Here's a request for a recipe with a great musical connection. I was speaking to my next door neighbor this afternoon, and it seems he's looking for a specific recipe for Parker House rolls. It was on the back of the box of Burrus Mills flour back when he was a boy. (He's retired now). Here's a little history of the ties between Burrus Mills and music:
From http://www.tsl.state.tx.us/treasures/characters/pappy.html
W. Lee O'Daniel served as Texas governor and United States senator. Born in 1890 in Ohio, O'Daniel came to Texas at age 29 as a sales manager for Burrus Mills, a flour-milling company in Fort Worth. In 1928, O'Daniel took over the company's radio advertising and started a country music program to promote the flour. O'Daniel hosted the show and organized a band called the Light Crust Doughboys. Many of the musicians who made Western Swing famous, including Bob Wills, got their start in O'Daniel's band. In 1935 he organized his own flour company to make "Hillbilly Flour" and began to call his band the Hillbilly Boys. The slogan, "Pass the biscuits, Pappy," made O'Daniel a household name throughout Texas.

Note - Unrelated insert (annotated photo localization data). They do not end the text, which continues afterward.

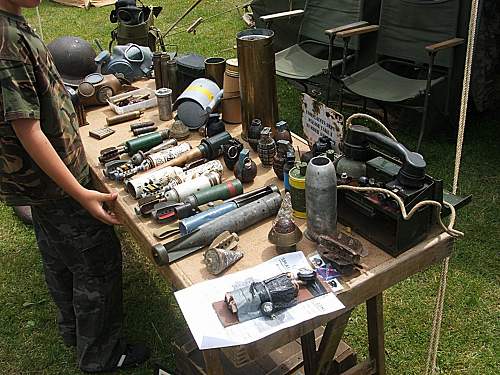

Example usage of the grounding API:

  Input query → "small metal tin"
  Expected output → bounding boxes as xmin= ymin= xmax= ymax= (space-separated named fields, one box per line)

xmin=156 ymin=88 xmax=173 ymax=121
xmin=289 ymin=162 xmax=307 ymax=219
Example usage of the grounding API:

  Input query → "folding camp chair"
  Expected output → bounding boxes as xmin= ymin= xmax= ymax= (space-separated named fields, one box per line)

xmin=260 ymin=0 xmax=380 ymax=103
xmin=337 ymin=0 xmax=464 ymax=152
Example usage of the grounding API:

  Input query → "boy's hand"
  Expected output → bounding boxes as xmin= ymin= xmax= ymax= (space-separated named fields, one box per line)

xmin=12 ymin=119 xmax=121 ymax=225
xmin=77 ymin=189 xmax=121 ymax=226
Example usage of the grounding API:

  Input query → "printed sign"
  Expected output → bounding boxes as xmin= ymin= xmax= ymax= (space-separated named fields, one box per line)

xmin=301 ymin=93 xmax=343 ymax=152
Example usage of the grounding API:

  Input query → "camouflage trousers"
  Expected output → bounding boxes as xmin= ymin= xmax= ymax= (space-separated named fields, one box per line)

xmin=31 ymin=195 xmax=126 ymax=372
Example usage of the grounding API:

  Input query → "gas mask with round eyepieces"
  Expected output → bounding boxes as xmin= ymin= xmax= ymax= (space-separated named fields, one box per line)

xmin=95 ymin=43 xmax=153 ymax=82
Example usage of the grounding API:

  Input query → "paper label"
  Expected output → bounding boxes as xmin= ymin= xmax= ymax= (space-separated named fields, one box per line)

xmin=174 ymin=252 xmax=345 ymax=349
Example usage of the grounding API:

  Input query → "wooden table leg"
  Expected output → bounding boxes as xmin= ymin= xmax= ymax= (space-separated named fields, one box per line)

xmin=301 ymin=330 xmax=317 ymax=375
xmin=312 ymin=309 xmax=353 ymax=375
xmin=366 ymin=293 xmax=385 ymax=375
xmin=203 ymin=348 xmax=224 ymax=375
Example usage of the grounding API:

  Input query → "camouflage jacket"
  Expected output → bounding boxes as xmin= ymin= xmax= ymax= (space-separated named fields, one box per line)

xmin=0 ymin=10 xmax=90 ymax=206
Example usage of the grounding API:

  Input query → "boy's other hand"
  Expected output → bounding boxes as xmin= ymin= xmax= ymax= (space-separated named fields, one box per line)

xmin=78 ymin=190 xmax=121 ymax=225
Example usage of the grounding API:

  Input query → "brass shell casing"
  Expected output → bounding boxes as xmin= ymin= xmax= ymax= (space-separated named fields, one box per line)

xmin=237 ymin=29 xmax=279 ymax=139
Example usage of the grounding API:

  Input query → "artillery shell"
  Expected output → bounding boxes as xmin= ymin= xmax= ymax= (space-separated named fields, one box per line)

xmin=106 ymin=110 xmax=143 ymax=126
xmin=133 ymin=125 xmax=158 ymax=136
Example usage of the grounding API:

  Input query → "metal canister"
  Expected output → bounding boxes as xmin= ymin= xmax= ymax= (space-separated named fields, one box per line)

xmin=160 ymin=53 xmax=170 ymax=89
xmin=289 ymin=162 xmax=307 ymax=219
xmin=221 ymin=58 xmax=241 ymax=124
xmin=237 ymin=29 xmax=278 ymax=139
xmin=174 ymin=78 xmax=222 ymax=129
xmin=166 ymin=59 xmax=180 ymax=101
xmin=205 ymin=57 xmax=226 ymax=89
xmin=153 ymin=52 xmax=163 ymax=89
xmin=156 ymin=88 xmax=173 ymax=121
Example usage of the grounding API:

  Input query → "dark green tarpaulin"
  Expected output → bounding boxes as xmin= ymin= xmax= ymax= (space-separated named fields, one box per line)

xmin=471 ymin=0 xmax=499 ymax=112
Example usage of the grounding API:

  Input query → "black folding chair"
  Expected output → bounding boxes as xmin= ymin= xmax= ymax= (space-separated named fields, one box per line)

xmin=260 ymin=0 xmax=380 ymax=102
xmin=337 ymin=0 xmax=464 ymax=152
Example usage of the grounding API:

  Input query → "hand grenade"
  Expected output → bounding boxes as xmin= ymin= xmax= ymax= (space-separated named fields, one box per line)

xmin=257 ymin=127 xmax=276 ymax=167
xmin=274 ymin=120 xmax=293 ymax=144
xmin=247 ymin=118 xmax=263 ymax=151
xmin=273 ymin=140 xmax=292 ymax=180
xmin=222 ymin=138 xmax=243 ymax=171
xmin=234 ymin=148 xmax=257 ymax=183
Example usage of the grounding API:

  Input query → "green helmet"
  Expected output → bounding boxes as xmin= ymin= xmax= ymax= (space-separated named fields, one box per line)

xmin=47 ymin=36 xmax=98 ymax=86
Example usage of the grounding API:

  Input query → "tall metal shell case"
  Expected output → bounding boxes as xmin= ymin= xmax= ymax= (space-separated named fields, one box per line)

xmin=237 ymin=29 xmax=279 ymax=140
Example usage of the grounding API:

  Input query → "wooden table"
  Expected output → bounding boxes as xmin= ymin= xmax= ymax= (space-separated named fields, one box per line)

xmin=80 ymin=80 xmax=453 ymax=375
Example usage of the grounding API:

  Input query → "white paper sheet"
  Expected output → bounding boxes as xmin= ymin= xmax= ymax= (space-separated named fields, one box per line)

xmin=174 ymin=252 xmax=345 ymax=350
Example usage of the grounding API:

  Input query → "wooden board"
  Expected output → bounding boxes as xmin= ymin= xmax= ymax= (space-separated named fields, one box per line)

xmin=174 ymin=329 xmax=356 ymax=375
xmin=80 ymin=79 xmax=455 ymax=366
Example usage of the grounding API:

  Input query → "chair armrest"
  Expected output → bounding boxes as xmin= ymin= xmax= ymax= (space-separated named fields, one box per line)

xmin=337 ymin=25 xmax=379 ymax=39
xmin=260 ymin=9 xmax=304 ymax=22
xmin=325 ymin=21 xmax=369 ymax=37
xmin=425 ymin=38 xmax=464 ymax=53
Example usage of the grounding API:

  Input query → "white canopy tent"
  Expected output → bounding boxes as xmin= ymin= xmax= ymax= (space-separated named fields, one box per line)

xmin=51 ymin=0 xmax=115 ymax=8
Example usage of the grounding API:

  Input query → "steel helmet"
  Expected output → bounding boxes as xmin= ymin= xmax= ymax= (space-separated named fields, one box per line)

xmin=47 ymin=36 xmax=98 ymax=86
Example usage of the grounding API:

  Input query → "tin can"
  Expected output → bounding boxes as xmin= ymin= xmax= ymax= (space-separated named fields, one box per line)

xmin=289 ymin=162 xmax=307 ymax=219
xmin=205 ymin=57 xmax=226 ymax=89
xmin=156 ymin=88 xmax=173 ymax=121
xmin=222 ymin=58 xmax=241 ymax=124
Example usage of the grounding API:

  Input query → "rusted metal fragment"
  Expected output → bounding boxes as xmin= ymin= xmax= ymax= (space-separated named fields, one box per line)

xmin=317 ymin=233 xmax=367 ymax=273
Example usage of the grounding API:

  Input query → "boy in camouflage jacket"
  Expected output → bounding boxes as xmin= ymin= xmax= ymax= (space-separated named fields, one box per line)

xmin=0 ymin=0 xmax=149 ymax=372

From http://www.main.org/tfr/cg_western_swing.html
The radio also provided a venue to develop and popularize western swing. Bob Wills, a fiddle player, and Milton Brown, a vocalist, began to perform together on the radio in Dallas in 1930. Accompanied by guitar, banjo, and a second fiddle, they formed a band called The Light Crust Doughboys, named after their sponsor Burrus Mills Flour. They performed on the radio daily, doing a mixture of traditional fiddle tunes and popular jazz tunes. By 1932, the Doughboys could be heard all over the state of Texas as well as in Oklahoma, but were subject to the rigid control of Burrus Mills' manager and future Texas governor, W. "Pappy" Lee O'Daniel, Milton Brown and his brother, Derwood, left Burrus Mills in 1932 and formed what is known as the first western swing band, Milton Brown and His Musical Brownies. With the standard string band (guitar, fiddle, banjo, and bass) at its core, Brown hired jazz pianist Fred "Papa" Calhoun, a second fiddle, and finally electric steel guitar. Milton Brown and his Musical Brownies were essentially a string band, but they played hot jazz and popular songs, incorporating improvisation into the solos and singing in a popular crooning, rather than country, style. The Brownies were the first swing band to incorporate the tradition of twin fiddling into their music; that is, one fiddle playing lead and the other playing a tight harmony. Milton Brown tragically died in a car accident in 1936. Until that day, Milton Brown and the Musical Brownies were the most popular swing band in Texas. It was after Milton's death that Bob Wills became the all time king of western swing.
Bob Wills left Burrus Mills and The Light Crust Doughboys soon after Milton Brown. He formed a band much like the Brownies known as the Texas Playboys.
Burrus Mills had a distinctive box (but I don't have an image available), with this recipe on the back. But Cecil hasn't been able to get his hands on one of the old boxes to get the recipe. Even tried Ebay, he said. Closest he came was when someone used the front of an old box in some sort of shadow-box framed art.
Anyone out there maybe have the box, or have torn off and kept or copied the recipe?